The median OS of cimiprizumab has not yet reached the median value (95% CI, 17.9-NE), while chemotherapy is 14.2 months (95% CI, 11.2-17.5) (HR 0.57; 95% CI 0.42-0.77; P = .0002).
In addition, the estimated rates of 24-month OS in the two groups were 50% and 27%, respectively.
Exploratory analysis:
Exploratory analysis of PD-L1 expression level (PD-L1≥90%; PD-L1>60% to <90%; PD-L1≥50% to ≤60%):
1) Compared with the chemotherapy group, the PD-1 group has better survival (OS), progression-free survival (PFS) and objective response rate (ORR), and the extent of benefit increases with the increase of PD-L1 expression rise;
2) The tumor shrinkage in the study group was greater, and it was related to the PD-L1 level;
3) In the PD-1 monoclonal antibody group and the chemotherapy group, the ORR difference of the population with PD-L1≥90% is the largest: 46% vs 18%;
4) PD-L1<50% or unknown, the curative effect is roughly the same as that of patients receiving chemotherapy.
Safety:
In the cimiprizumab group, 28% (98/355) of patients had grade 3-4 adverse events, of which 16 cases (5%) of pneumonia, 12 cases of anemia (3%), and hyponatremia 9 Cases (3%); 39% (135/342) in the chemotherapy group, of which 56 cases (16%) were the most common with anemia, and 35 cases (10%) with neutropenia.
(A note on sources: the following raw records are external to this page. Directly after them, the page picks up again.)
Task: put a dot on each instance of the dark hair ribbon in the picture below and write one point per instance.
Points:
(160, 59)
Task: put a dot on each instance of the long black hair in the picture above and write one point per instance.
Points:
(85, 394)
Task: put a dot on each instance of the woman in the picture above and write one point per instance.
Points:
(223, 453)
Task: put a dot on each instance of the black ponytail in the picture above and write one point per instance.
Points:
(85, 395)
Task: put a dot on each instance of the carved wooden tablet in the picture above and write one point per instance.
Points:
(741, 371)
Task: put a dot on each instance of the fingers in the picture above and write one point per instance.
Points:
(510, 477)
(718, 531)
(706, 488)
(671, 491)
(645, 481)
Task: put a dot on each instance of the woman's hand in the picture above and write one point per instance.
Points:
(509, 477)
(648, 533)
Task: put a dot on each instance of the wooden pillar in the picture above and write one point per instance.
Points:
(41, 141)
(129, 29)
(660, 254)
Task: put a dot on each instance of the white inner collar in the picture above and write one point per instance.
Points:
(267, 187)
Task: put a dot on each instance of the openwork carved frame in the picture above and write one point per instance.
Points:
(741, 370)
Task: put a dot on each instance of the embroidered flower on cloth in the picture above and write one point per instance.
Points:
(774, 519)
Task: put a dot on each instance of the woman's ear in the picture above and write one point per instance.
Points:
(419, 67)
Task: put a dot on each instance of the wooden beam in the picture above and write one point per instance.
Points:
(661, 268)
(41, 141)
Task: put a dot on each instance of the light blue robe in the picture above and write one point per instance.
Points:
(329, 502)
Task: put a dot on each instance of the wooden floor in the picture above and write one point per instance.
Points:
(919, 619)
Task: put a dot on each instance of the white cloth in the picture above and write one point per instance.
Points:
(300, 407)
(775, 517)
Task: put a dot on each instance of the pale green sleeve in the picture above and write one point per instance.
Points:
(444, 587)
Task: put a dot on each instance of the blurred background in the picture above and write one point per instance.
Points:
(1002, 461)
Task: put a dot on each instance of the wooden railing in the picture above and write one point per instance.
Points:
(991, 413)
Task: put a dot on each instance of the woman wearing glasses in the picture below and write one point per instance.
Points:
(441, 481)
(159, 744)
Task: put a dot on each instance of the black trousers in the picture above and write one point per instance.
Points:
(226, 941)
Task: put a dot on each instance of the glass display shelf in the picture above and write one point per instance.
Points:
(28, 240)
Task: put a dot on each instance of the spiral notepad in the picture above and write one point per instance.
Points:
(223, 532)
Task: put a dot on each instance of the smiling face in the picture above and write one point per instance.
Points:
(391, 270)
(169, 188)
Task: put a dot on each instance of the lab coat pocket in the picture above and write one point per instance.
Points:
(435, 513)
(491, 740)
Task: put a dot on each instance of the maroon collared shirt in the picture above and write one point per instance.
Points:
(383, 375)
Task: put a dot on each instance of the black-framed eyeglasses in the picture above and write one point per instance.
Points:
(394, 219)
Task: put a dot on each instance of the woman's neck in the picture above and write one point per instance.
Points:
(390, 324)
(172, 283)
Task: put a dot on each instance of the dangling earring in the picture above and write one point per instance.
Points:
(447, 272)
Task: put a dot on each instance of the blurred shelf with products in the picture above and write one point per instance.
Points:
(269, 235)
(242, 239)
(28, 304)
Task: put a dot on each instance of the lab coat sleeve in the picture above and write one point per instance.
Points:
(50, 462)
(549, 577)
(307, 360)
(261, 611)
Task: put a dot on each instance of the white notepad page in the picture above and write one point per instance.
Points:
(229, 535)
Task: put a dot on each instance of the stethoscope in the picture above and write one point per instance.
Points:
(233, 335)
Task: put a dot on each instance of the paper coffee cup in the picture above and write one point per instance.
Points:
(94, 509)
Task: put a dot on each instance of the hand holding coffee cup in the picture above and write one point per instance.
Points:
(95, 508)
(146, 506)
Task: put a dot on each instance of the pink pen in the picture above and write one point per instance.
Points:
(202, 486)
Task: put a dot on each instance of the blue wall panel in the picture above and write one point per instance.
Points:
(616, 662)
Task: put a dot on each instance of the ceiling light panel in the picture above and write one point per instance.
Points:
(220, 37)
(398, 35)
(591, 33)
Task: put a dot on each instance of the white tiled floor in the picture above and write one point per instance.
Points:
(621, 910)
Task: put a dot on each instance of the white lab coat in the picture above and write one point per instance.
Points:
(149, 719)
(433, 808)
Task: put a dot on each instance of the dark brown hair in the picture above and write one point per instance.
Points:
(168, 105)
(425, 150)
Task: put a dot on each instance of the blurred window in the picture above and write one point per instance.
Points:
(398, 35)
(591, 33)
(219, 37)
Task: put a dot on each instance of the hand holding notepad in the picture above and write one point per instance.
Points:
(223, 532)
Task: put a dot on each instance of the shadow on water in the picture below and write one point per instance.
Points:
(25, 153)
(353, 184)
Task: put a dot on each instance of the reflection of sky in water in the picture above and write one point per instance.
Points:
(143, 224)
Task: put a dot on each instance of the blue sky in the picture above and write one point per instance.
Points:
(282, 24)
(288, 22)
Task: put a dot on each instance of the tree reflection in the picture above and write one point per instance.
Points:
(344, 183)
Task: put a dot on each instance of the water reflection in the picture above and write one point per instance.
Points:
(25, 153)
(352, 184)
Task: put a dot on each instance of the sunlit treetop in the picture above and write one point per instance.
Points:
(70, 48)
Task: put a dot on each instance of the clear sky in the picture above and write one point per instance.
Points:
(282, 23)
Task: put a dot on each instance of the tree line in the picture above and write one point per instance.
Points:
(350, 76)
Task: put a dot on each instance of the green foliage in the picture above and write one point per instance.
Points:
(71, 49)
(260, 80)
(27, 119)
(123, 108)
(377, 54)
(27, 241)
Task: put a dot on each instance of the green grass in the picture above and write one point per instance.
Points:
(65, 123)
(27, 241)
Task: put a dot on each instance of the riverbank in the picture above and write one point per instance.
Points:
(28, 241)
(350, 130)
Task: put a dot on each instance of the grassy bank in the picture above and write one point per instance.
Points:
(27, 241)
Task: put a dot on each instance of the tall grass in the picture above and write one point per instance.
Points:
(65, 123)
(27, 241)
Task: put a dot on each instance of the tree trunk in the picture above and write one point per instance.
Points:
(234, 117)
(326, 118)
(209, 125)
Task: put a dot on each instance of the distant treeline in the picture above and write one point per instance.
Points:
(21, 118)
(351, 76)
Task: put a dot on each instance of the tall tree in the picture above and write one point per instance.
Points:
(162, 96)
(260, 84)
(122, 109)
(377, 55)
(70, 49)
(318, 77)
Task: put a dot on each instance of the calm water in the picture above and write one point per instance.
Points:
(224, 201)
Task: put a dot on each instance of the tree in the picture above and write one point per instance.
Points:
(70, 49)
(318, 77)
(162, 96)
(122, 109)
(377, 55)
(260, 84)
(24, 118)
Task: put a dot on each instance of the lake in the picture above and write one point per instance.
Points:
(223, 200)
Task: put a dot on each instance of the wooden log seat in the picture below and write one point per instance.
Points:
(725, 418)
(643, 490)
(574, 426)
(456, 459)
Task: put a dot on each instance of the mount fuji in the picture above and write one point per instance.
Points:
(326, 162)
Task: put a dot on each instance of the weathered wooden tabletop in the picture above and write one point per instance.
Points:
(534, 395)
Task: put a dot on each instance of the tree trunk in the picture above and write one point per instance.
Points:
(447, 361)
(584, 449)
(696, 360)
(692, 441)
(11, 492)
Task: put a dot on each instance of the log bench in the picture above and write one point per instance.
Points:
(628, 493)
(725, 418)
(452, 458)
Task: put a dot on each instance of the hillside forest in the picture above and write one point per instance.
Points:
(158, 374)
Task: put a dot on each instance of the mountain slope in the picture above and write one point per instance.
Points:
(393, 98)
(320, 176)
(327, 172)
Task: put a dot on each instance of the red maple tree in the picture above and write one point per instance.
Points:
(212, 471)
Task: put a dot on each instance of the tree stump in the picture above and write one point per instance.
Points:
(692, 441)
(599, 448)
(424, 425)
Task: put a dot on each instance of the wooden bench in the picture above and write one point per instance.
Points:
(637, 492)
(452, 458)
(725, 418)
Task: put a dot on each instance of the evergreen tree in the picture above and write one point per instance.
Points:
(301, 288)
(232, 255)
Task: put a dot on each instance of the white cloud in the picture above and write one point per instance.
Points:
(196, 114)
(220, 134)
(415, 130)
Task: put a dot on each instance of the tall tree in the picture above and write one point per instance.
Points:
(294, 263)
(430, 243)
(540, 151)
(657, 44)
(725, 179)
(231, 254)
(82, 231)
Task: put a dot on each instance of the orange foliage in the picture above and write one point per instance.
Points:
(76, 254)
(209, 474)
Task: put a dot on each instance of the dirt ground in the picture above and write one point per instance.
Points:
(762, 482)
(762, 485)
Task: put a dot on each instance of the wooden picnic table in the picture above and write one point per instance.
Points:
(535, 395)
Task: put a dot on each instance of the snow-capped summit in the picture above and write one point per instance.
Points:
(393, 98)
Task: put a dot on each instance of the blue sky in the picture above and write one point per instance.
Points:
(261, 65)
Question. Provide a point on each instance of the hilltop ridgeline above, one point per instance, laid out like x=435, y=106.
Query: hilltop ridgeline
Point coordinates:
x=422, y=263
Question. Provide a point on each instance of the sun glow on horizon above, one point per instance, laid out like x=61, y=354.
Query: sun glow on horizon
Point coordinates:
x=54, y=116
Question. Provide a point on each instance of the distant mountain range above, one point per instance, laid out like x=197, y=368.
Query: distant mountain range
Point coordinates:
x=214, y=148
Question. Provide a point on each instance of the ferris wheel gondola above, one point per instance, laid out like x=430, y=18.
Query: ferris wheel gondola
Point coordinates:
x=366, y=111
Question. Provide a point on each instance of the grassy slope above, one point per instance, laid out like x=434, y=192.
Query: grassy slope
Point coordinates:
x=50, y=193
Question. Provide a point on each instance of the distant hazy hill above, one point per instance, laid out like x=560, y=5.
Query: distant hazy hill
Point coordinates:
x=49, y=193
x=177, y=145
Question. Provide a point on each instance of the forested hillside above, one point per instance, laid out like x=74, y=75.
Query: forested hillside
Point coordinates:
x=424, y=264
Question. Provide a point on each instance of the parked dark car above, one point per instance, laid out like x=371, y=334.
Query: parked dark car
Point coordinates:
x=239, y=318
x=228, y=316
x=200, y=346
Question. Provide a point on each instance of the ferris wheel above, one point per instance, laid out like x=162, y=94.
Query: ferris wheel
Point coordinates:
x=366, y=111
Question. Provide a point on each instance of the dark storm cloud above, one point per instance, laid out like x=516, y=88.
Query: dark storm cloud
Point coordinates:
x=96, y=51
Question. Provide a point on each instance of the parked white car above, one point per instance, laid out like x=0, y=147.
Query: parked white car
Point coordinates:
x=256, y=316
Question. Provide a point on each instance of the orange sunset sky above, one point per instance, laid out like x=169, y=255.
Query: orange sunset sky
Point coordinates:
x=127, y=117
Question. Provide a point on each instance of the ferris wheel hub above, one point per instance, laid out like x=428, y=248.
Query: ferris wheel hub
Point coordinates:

Based on the above research results, on February 22, 2021, the U.S. Food and Drug Administration (FDA) approved the PD-1 inhibitor cimiprizumab as the first-line treatment of PD-L1 expression ≥50%, without EGFR, ALK or Patients with locally advanced or metastatic non-small cell lung cancer (NSCLC) who have ROS1 mutations and are not suitable for surgical resection or radiotherapy and chemotherapy.